Can blood–or collagen, or other soft tissue–really survive for millions and millions of years, in the bones of long-vanished animals? Or is there something deeply wrong with that question? If it can’t, and yet there it is, maybe there’s something wrong with the imagined time scale.
God does like to challenge our minds, doesn’t He?
I’m more than willing to believe that the claimed scientific timescale is deeply flawed.
I agree. I’m skeptical anytime dates are mentioned. There are problems with every dating method we have. Science says modern humans are 200,000 years old. Yet, our recorded history only goes back a little over 4,000 years or so, the bulk of it being in the last 2,000 years. That never made sense to me.

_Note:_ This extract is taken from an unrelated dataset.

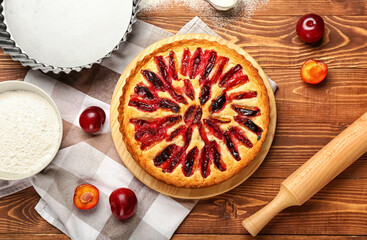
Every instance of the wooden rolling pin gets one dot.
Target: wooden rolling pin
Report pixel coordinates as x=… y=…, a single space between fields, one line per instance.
x=312 y=176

Many of the dating methods are self referential. A fossil is dated by the layer in which it is found, and the layers are dated by what is found in them. The great flood of Noah’s day left behind an altered landscape and is thought to have been the source of the geologic mega sequences, so assumptions about layers are a bit dodgy, at best.
As a child, I was taught that fossils were mineralized bones, but more recent discoveries go against this. The discovery of soft tissue changes everything, and there is no demonstrable way that tissues could last for many million years.
If you throw out consideration of the dates, the Bible mentions two times that civilization got wiped out (the Flood, and the Tower of Babel). How long did it take to rebuild, each time?